Survey: Customer in-store experience depends on age
Customer expectations of the in-store experience depend on whether they are older or younger than 38.
According to a new survey of 1,298 consumers from Boston Retail Partners (BRP), “Consumer Shopping Habits — The Generation Gap,” digital consumers age 18-37 approach brick-and-mortar stores very differently than traditional consumers age 38 and up.
For example, digital consumers tend to want in-store technology that enables personalized shopping. Sixty-five percent want personalized recommendations, while 61% want a curated selection of products from stylists and 60% want recommendations based on what is in their closet.
Meanwhile, traditional consumers are more interested in technology that helps ensure product availability – 63% want associates to have the ability to order out-of-stock products and 60% want the ability to search in-store inventory availability.
Digital consumers are also more interested in having technology-enabled control of their in-store shopping experience – 87% say self-service options allow them to control their own experience and 71% like automated pickup and returns processes. In contrast, 60% of traditional consumers say self-service options allow them to control their own experience, while 49% say automated returns are nice but not necessary, and 41% say automated pickups are nice but not necessary.
Another key differentiator is the likelihood of consumers from different generations to choose a store based on advanced checkout options:
• Mobile POS used by store associates (59% digital, 30% traditional).
• Self-checkout (75% digital, 30% traditional).
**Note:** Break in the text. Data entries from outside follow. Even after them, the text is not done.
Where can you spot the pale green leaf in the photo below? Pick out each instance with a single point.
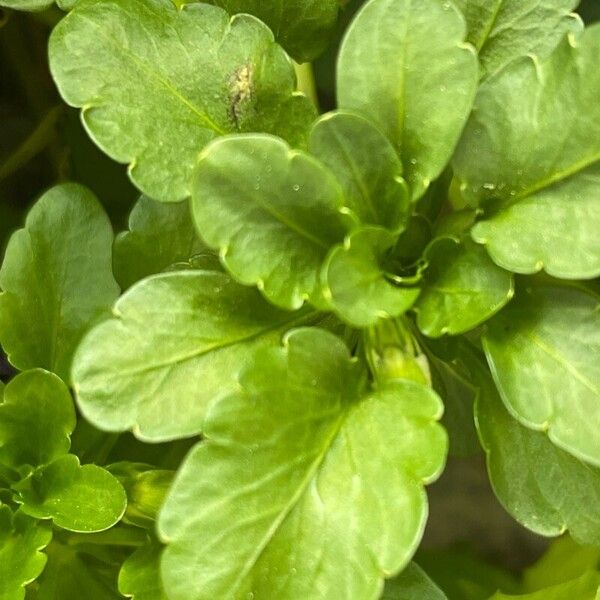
(544, 351)
(462, 288)
(308, 485)
(21, 561)
(404, 65)
(140, 574)
(56, 279)
(562, 561)
(543, 487)
(251, 183)
(36, 419)
(586, 587)
(157, 83)
(503, 30)
(176, 343)
(160, 235)
(536, 181)
(78, 498)
(356, 284)
(302, 27)
(412, 584)
(366, 165)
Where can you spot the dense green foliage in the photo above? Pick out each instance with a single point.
(312, 306)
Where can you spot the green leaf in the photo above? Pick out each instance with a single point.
(56, 279)
(533, 479)
(255, 182)
(462, 288)
(176, 343)
(73, 575)
(302, 27)
(538, 183)
(156, 84)
(356, 285)
(503, 30)
(159, 236)
(78, 498)
(586, 587)
(21, 561)
(544, 352)
(36, 419)
(412, 584)
(563, 560)
(366, 165)
(404, 65)
(303, 457)
(140, 575)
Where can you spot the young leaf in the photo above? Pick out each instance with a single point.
(157, 83)
(302, 457)
(367, 167)
(36, 419)
(533, 479)
(544, 352)
(72, 575)
(245, 184)
(139, 577)
(586, 587)
(78, 498)
(159, 236)
(414, 584)
(176, 342)
(462, 288)
(302, 27)
(503, 30)
(538, 183)
(21, 540)
(355, 282)
(53, 285)
(404, 65)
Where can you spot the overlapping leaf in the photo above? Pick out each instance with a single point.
(56, 279)
(538, 182)
(307, 485)
(544, 351)
(255, 183)
(356, 284)
(157, 83)
(405, 66)
(177, 342)
(543, 487)
(503, 30)
(462, 288)
(160, 235)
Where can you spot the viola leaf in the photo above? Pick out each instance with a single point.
(504, 30)
(356, 285)
(302, 27)
(173, 79)
(544, 352)
(404, 65)
(78, 498)
(160, 235)
(315, 452)
(176, 343)
(538, 183)
(255, 182)
(139, 577)
(367, 167)
(462, 288)
(53, 285)
(21, 559)
(36, 420)
(533, 479)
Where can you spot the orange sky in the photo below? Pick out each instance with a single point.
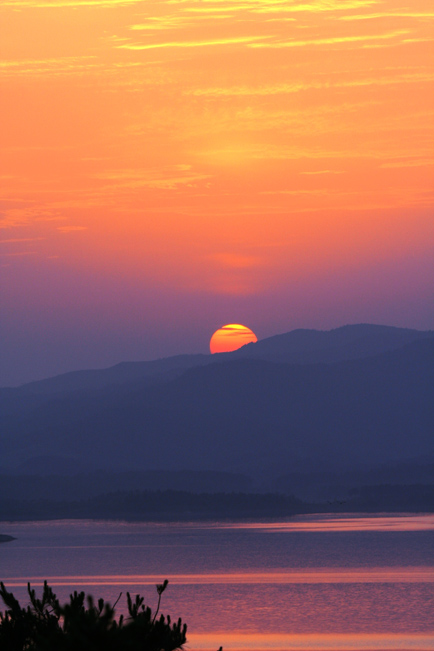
(267, 162)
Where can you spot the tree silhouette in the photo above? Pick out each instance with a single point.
(83, 625)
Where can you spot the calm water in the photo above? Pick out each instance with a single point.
(319, 583)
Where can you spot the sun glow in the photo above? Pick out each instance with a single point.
(231, 337)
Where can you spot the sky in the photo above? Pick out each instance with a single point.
(170, 166)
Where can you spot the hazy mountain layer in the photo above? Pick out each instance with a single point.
(240, 415)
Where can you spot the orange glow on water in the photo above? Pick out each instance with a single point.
(231, 337)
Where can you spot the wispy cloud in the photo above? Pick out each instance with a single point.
(332, 40)
(71, 229)
(296, 87)
(236, 40)
(388, 14)
(53, 4)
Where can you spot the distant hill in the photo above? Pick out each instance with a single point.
(338, 345)
(296, 347)
(242, 415)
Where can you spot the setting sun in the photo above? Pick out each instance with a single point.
(231, 337)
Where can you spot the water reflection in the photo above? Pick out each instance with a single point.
(341, 583)
(273, 642)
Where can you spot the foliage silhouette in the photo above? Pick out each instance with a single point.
(83, 625)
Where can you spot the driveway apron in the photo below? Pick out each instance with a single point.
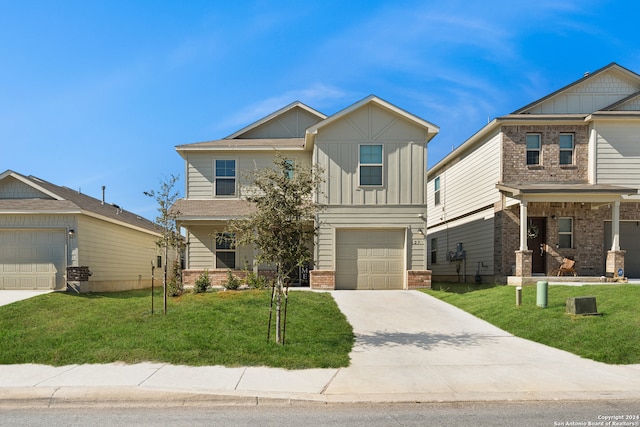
(410, 343)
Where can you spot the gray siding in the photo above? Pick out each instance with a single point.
(618, 154)
(467, 185)
(476, 234)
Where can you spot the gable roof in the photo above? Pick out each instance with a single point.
(274, 115)
(613, 67)
(63, 200)
(432, 129)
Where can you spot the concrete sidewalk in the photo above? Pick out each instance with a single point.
(410, 347)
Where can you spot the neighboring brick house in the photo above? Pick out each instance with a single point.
(374, 158)
(52, 237)
(556, 179)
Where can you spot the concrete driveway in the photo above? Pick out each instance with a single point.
(10, 296)
(411, 344)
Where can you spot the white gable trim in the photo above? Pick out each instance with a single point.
(275, 114)
(30, 183)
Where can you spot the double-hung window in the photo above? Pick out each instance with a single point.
(434, 250)
(370, 165)
(566, 149)
(565, 233)
(225, 177)
(533, 149)
(225, 250)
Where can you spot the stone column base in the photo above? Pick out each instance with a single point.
(322, 279)
(615, 261)
(524, 261)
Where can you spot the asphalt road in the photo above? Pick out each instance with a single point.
(604, 413)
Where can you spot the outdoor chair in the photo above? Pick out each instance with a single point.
(567, 266)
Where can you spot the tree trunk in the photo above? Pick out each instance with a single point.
(278, 308)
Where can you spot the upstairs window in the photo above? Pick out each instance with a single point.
(225, 177)
(434, 251)
(290, 168)
(225, 250)
(566, 149)
(370, 165)
(533, 149)
(565, 233)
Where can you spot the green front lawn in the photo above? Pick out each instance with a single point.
(613, 337)
(216, 328)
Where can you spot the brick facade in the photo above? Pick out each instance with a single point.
(323, 279)
(417, 279)
(588, 236)
(514, 159)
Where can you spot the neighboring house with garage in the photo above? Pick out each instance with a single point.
(50, 235)
(556, 179)
(374, 159)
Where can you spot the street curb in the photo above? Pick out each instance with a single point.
(136, 397)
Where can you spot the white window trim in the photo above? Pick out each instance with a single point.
(371, 164)
(539, 150)
(215, 179)
(216, 250)
(570, 233)
(573, 149)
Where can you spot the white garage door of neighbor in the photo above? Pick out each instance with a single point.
(630, 242)
(370, 259)
(32, 259)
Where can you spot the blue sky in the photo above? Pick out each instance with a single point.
(99, 93)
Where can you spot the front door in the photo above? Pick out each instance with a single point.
(536, 238)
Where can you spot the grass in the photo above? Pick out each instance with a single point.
(216, 328)
(611, 338)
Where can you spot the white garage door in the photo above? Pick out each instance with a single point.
(370, 259)
(32, 259)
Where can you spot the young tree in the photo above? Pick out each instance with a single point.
(166, 196)
(282, 226)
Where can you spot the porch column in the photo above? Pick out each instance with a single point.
(615, 257)
(523, 255)
(523, 225)
(615, 227)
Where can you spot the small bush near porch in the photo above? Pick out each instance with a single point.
(611, 338)
(213, 328)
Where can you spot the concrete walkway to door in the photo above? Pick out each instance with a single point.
(416, 347)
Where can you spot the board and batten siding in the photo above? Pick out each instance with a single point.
(361, 217)
(467, 185)
(200, 168)
(404, 159)
(618, 154)
(115, 254)
(587, 97)
(476, 233)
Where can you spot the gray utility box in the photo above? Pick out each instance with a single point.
(582, 305)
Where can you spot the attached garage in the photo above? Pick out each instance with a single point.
(370, 259)
(630, 242)
(32, 259)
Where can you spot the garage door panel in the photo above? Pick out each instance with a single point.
(32, 259)
(370, 259)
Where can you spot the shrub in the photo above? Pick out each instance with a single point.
(202, 283)
(232, 282)
(256, 281)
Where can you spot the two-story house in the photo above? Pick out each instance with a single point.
(556, 179)
(371, 232)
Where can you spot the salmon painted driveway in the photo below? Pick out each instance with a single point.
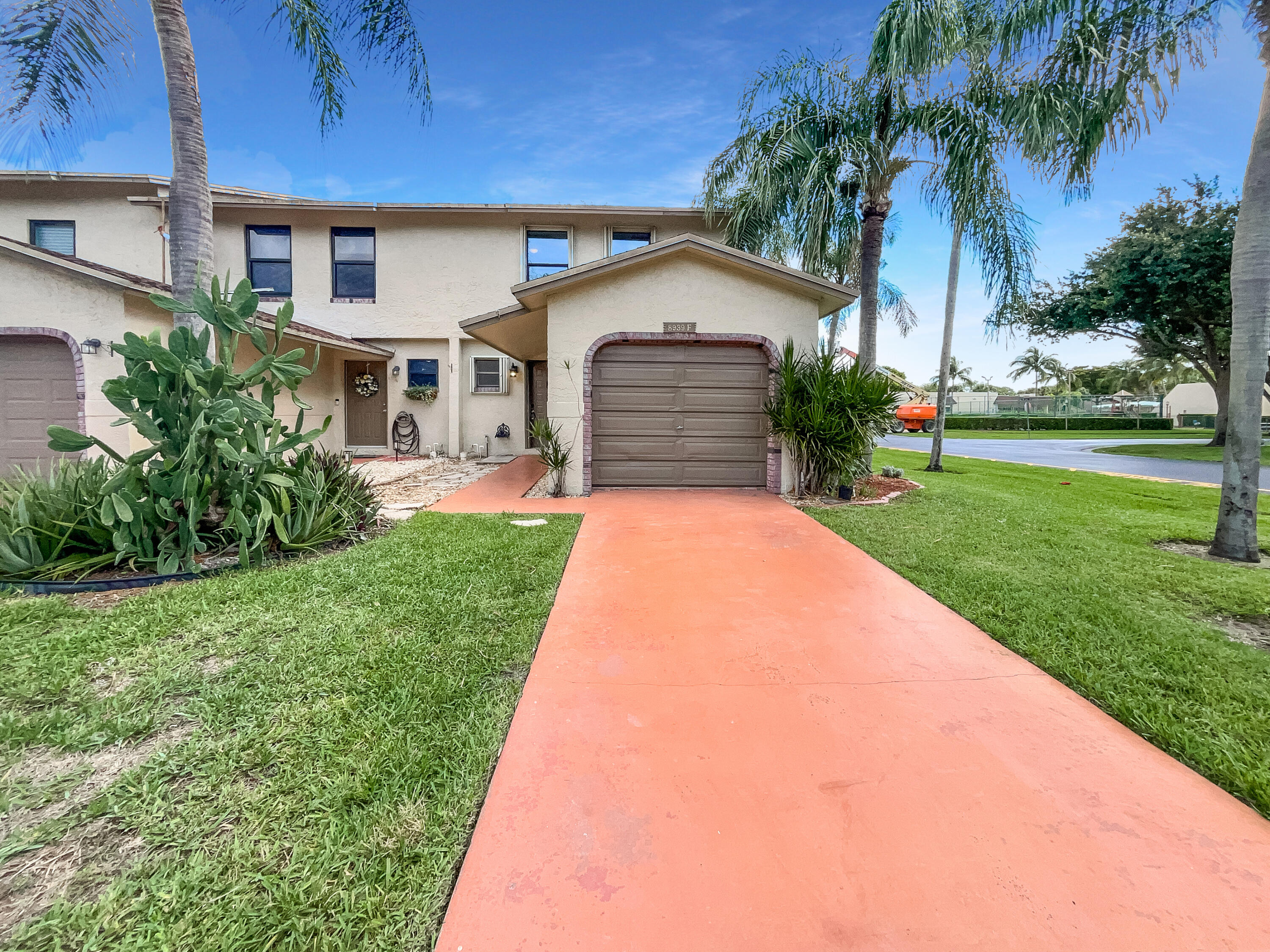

• Mobile wallet or retailer app (65% digital, 33% traditional).
When looking at attitudes toward delivery of products from a store, digital consumers are more likely to choose a store based on same-day delivery (77% vs. 60%). But traditional consumers are slightly more likely to choose a store based on free delivery (86% vs. 84%).
In general, digital consumers are more likely to share feedback about a brick-and-mortar shopping experience, good or bad, than their elders. Sixty-five percent of digital consumers and 49% of traditional consumers will contact a retailer to share feedback about an exceptional in-store experience. And 61% of digital consumers and 29% of traditional consumers will share an exceptional in-store experience on social media.
However, response rates are much closer for likelihood to share feedback about an unsatisfactory in-store experience with the retailer (66% vs. 64%) and stop shopping at a retailer (66% vs. 61%). Digital consumers are still much more likely to share an unsatisfactory in-store experience via social media (56% vs. 27%).
Before entering a store, both digital and traditional consumers will use technology to research and prepare for the trip. However, digital consumers are more focused on prioritizing their purchases, while traditional consumers zero in on discounts, as demonstrated by differences in likelihood to perform the following activities:
• Compare prices (59% digital vs. 64% traditional).
• Look for offers/coupons (44% vs. 57%).
• Build a shopping list (62% vs. 49%).